Alexander Klacska: Das Gleiche wie von jeder neuen Ministerin: den Dialog zuzulassen. Ich denke, die Verkehrswirtschaft brachte auch in der Vergangenheit immer wieder ganz gute Argumente ein.

Waren „Farbänderungen“ im Ministerium in der Vergangenheit denn besonders spürbar?

Klacska: In den letzten Jahren und Jahrzehnten haben wir eine gewisse Kontinuität erlebt, das ist richtig. Dazu gehört auch, Verkehrspolitik stark über die Schiene zu definieren. Was in Ordnung ist, denn die Probleme auf der Straße kann man nur mit Hilfe der Schiene lösen.

Aber?

Klacska: Aber man muss genau hinsehen: Was ist machbar? Zu welchen Kosten und in welchen Zeiträumen? Es nützt ja nichts, einen Verkehrsträger teurer zu machen, wenn man beim anderen keine neuen Optionen schafft. Das gilt beim Öffentlichen genauso wie beim Güterverkehr. Und man muss auch auf der Schiene selbst intelligente Modelle finden, beides ausbalanciert betreiben zu können – immerhin teilen sich beide Verkehrsarten ja eine Trasse, und derzeit wird der Personenverkehr priorisiert.

Wir lassen derzeit übrigens eine Studie erstellen, wie viele freie Kapazitäten auf der Schiene auf bestimmten Korridoren tatsächlich verfügbar sind. Wir benötigen Fakten, wir dürfen nicht in die gleiche Falle laufen wie beim Brenner-Basistunnel: Auf der deutschen Zulaufstrecke passiert derzeit fast nichts, auf der italienischen Seite zu wenig. Wir werden um 2028 fertig sein, aber wo die deutsche Trassenführung dann stehen wird, wissen wir nicht. So etwas können wir uns nicht leisten, wenn wir das Thema Klimaschutz ernst nehmen. Dann bleibt nur eine Preis- und Kosten-Spirale – das sollte man dann aber auch ehrlich sagen.

Wie geht es Ihnen denn mit dem Verkehrs- und Infrastruktur-Teil im aktuellen Regierungsübereinkommen?
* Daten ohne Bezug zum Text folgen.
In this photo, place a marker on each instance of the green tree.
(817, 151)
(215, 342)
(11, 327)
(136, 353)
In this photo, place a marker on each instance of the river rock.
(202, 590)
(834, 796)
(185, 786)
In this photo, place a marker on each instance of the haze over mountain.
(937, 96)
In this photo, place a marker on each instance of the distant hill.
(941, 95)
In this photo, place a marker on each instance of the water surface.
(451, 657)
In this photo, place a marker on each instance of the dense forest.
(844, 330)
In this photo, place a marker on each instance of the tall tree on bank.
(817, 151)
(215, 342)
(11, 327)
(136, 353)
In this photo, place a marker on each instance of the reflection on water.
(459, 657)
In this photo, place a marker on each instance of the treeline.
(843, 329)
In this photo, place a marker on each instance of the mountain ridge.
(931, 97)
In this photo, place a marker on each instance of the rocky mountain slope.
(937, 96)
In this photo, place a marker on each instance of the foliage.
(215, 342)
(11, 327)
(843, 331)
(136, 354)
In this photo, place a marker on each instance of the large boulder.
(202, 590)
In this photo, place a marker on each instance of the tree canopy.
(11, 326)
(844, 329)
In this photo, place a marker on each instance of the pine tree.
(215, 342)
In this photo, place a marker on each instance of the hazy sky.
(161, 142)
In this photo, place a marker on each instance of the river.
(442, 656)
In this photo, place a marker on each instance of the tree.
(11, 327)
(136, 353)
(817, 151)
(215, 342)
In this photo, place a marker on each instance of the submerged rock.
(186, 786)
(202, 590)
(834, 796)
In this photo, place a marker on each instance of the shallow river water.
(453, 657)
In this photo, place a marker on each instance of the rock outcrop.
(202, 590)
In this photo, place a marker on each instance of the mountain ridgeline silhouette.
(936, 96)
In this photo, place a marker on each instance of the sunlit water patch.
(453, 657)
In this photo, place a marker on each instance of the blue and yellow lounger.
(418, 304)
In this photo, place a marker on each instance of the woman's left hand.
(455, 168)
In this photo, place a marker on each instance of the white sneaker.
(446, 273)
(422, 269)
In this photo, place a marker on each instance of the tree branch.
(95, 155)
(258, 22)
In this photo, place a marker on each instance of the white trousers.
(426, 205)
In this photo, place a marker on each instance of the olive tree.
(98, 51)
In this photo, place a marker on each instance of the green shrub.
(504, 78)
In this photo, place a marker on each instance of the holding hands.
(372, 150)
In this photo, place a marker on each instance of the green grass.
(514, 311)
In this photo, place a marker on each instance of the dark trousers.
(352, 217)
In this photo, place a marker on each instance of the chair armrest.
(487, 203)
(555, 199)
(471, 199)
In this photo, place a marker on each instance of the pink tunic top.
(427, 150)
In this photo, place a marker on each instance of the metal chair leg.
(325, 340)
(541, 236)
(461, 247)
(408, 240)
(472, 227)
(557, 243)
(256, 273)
Klacska: Ich finde einiges, das mir gefällt, auch wenn das Papier nicht immer sehr detailliert ist. Was wir allerdings stark ablehnen, sind Andeutungen in Richtung neuer Fahrverbote. Ich verstehe die Situation in Transit-belasteten Regionen, aber ich sehe das nicht als Freibrief dafür, derartige Maßnahmen flächendeckend umzusetzen. Den freien Warenverkehr massiv einzuschränken und damit auch unsere europäischen Partner vor Probleme zu stellen – die ja meist keine Optionen für Verlagerung haben –, hielte ich für falsch.

Im Papier ist die Rede von „Effizienzsteigerung durch bessere Kooperation im Infrastrukturausbau“. Eine Platitude?

Klacska: Nicht unbedingt. Man kann es auch als Signal interpretieren, die Länder und die Regionen stärker in die Pflicht zu nehmen. Schienengebundene Verkehre bekommt man zum Beispiel stark über das Thema der Anschlussgleise. Aber man kann nicht für jedes Unternehmen, das einmal pro Woche einen Waggon belädt, ein Gleis verlegen. Ich sehe großes Potenzial darin, bei den diversen Businessparks, die entwickelt werden, darauf zu achten, wie man Transport und Logistik besser bündeln kann. Auch in Form von PPP-Projekten. Hier bedarf es nicht höherer Investitionen, nur besser eingesetzter.

Wie denken Sie über die Ankündigung, Ökologisierung über „Mindest- statt Höchstmautsätze“ und „größere Flexibilität bei der Mauttarifgestaltung für Lkw“ zu erreichen?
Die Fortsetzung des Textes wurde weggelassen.